Back in 2013 to 2014, I was in 9th standard. I had a huge crush on a girl and proposed to her but she said no because she was already in a relationship. Still, we became casual friends since she was close to my female classmate and my sister. She would visit our home during festivals, and we stayed in touch because we lived nearby. Two years later, I moved away and lost all contact with her. At that time, my family’s financial condition hit rock bottom, so I shifted my entire focus to helping them survive.
Nine years flew by. I met many girls in that time some became friends, some betrayed me, some just ghosted. I even had a serious crush on another friend, proposed to her, only to find out she was dating my own college buddy. Once again, heartbreak. I moved on. Then in 2022, life hit me hard I was diagnosed with cancer. In 2024, I underwent ACL surgery. I was broken physically, emotionally, and financially. And just when I thought things couldn’t get worse, in September 2024 after nine long years I stumbled upon my childhood crush’s Instagram through a friend’s profile.
I had been searching for her for the last two years, and finally, I found her. I messaged her she instantly replied. We started talking, met up, and for the first time in years, I felt alive again.

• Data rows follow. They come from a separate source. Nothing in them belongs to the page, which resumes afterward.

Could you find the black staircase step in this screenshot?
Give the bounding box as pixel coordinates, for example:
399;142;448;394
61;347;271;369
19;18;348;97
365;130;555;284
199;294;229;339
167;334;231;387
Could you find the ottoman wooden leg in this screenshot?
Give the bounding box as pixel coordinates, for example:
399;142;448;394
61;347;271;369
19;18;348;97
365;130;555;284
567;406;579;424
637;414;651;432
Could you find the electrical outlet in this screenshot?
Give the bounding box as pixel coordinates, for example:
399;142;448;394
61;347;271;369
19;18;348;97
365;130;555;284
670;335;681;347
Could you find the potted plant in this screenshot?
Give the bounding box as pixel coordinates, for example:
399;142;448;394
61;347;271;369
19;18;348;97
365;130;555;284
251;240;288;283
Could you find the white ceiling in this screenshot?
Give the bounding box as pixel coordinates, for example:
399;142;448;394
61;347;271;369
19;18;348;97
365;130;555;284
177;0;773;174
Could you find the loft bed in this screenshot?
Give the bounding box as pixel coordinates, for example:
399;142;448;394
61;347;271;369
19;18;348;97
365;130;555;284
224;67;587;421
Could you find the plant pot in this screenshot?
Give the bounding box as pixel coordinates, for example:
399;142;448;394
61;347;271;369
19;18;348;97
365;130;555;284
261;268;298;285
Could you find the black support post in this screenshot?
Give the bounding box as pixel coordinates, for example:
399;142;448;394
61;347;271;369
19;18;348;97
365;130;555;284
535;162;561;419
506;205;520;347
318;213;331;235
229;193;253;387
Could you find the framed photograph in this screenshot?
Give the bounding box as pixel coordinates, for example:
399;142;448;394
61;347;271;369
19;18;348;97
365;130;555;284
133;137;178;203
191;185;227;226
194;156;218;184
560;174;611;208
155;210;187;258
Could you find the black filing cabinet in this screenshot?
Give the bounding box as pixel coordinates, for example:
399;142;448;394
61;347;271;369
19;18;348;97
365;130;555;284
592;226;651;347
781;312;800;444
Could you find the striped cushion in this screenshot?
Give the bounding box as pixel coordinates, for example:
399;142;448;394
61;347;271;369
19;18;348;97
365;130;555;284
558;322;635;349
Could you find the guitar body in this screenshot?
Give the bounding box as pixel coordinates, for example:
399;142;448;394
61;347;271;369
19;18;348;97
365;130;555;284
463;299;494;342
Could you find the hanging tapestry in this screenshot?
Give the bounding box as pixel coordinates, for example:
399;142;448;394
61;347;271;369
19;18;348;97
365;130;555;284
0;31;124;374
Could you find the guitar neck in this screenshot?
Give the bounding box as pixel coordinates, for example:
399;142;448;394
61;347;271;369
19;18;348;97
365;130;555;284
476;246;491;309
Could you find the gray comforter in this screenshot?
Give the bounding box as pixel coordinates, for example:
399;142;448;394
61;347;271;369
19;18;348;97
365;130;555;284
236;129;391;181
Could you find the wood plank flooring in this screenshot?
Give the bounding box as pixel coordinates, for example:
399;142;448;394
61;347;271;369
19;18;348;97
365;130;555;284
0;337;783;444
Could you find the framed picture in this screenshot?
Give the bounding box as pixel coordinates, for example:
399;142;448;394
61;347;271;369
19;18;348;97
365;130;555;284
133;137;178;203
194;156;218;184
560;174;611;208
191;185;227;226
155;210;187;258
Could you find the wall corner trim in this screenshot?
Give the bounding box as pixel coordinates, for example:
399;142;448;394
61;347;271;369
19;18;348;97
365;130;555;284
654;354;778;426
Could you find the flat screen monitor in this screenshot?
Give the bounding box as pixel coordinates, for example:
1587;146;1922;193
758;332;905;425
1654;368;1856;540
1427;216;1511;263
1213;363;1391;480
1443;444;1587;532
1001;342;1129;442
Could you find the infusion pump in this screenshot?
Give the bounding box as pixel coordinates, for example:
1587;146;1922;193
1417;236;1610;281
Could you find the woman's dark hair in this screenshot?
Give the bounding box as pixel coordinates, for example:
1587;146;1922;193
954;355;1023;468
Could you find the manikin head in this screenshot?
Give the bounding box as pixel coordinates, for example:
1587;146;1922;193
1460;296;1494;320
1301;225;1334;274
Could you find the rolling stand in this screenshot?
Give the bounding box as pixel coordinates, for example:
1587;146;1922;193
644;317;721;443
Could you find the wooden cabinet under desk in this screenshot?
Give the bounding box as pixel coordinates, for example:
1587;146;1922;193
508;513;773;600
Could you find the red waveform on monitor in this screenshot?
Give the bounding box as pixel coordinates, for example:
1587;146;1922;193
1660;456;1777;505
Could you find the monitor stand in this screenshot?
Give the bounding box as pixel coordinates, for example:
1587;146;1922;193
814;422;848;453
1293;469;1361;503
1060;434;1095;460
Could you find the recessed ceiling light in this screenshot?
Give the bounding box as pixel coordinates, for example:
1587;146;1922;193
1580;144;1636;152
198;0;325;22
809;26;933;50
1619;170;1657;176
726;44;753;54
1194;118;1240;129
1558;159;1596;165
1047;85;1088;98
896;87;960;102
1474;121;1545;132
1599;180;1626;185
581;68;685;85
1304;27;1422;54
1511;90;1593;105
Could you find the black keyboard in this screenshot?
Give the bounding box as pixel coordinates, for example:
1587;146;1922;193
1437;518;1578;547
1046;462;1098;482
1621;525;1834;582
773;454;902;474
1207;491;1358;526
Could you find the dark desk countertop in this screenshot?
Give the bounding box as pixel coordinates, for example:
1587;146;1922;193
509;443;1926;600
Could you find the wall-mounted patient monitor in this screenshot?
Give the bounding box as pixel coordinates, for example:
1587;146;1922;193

She told me everything about her 12 years relationship how the guy dumped her because his mom disapproved. I could see the pain in her eyes. I felt so connected. She later proposed to me not once, but twice. But I wasn’t ready. I was still trying to heal, still holding on to someone I had loved for four years, and I was broke. I didn’t want to promise something I couldn’t give.
Then came my birthday in November we had a fight. Ironically, it was about the friend I once had feelings for. She was hurt, and when I saw her expression, I broke down. I cried like a child alone on the terrace, and even on call with her. For the first time ever, I cried for a girl. By December, I had made up my mind. I wanted to be with her. But before proposing, I wanted to sort out my family’s problems. I didn’t want to drag her into my mess. I promised myself: Only when I can keep my word, will I make her mine.
Then on December 15, my mom fell sick. I admitted her to the hospital on December 21. In the middle of all this chaos, another guy her so called friend who had been proposing to her re entered her life. She told me about it and asked for my opinion. I was confused, stressed, and told her, “See for yourself if he’s right for you. Don’t rush.” On December 30, that guy rode three hours just to meet her. She asked me what to do. I said, “He came all the way. Meet him if you want.”
And then boom she sent me pictures of them together. I was shattered. The next day, I begged her to wait. I cried, pleaded with her not to rush things. She didn’t listen. Within four days, she told her mom about him. Families got involved. Within 20 days, she was off to meet his mother. I was devastated. I cried on her shoulder, held her tight, begged her not to leave. I told her, “I can’t live without you.” And what did she say?
“My love is incomplete without you. I will be yours till my last breath.” Then why the hell won’t she stand for me? If she really loved me, she would’ve fought for me like I was ready to fight the entire world for her. She says she’s helpless now because everyone knows. Because her family’s reputation will be “ruined” if she backs out now. What about me? What about us? She is my everything. Love you, Mauu. Always.
Question: Friends, please tell me-should I just let her go, or should I stop her marriage and fight for her?